Counting cards is not illegal in Nevada, but casinos are allowed to restrict or bar such gamblers from their venues. When Kho decided to make his exit and went to cash his chips, Hard Rock Hotel staff members asked for identification. Kho refused and his lawsuit claims that security personnel then handcuffed him on the casino floor and took him to a security office and physically searched him against his will.
Las Vegas attorney Robert Neresian represents Kho and says that the casino had a responsibility to notify the Nevada Gaming Board about the dispute. It is argued in his lawsuit that Kho did not have to provide ID ‘because casinos broadcast this information on networks for others to use to the detriment of legal gamblers such as the plaintiff’.
According to the lawsuit, Kho suffered physical injuries and emotional distress, which was termed as ‘the destruction of his vacation to Las Vegas’. Neresian is pursuing causes of action including theft, false imprisonment and battery on behalf of his client, stating in the document that the ‘plaintiff is not, and was not, a criminal’.
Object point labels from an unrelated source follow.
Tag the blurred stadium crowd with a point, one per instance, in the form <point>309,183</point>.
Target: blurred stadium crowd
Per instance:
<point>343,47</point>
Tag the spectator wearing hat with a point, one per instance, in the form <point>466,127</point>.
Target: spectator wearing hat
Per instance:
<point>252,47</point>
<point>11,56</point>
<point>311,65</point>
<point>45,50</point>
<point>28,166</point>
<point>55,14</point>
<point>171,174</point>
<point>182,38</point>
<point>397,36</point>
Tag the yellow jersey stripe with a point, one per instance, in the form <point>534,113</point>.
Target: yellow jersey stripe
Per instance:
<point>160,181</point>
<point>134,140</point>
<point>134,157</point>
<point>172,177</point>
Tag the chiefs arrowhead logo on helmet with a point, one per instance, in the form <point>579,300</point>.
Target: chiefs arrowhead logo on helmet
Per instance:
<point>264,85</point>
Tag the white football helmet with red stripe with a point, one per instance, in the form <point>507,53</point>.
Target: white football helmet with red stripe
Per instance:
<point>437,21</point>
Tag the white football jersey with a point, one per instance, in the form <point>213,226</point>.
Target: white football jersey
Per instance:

Representatives of the casino have so far declined to comment on the matter, but these recent events have brought more unwelcome publicity after actor Ben Affleck revealed that he was banned from playing blackjack at the Hard Rock in April 2014. Recalling the incident in Details magazine, Affleck later said: “That is a true story. I mean, that took place. I took some time to learn the game and became a decent blackjack player. And once I became decent, the casinos asked me not to play blackjack.” It will be intriguing to see the outcome of the latest dispute as Kho battles to prove that the casino had no right to confiscate his chips.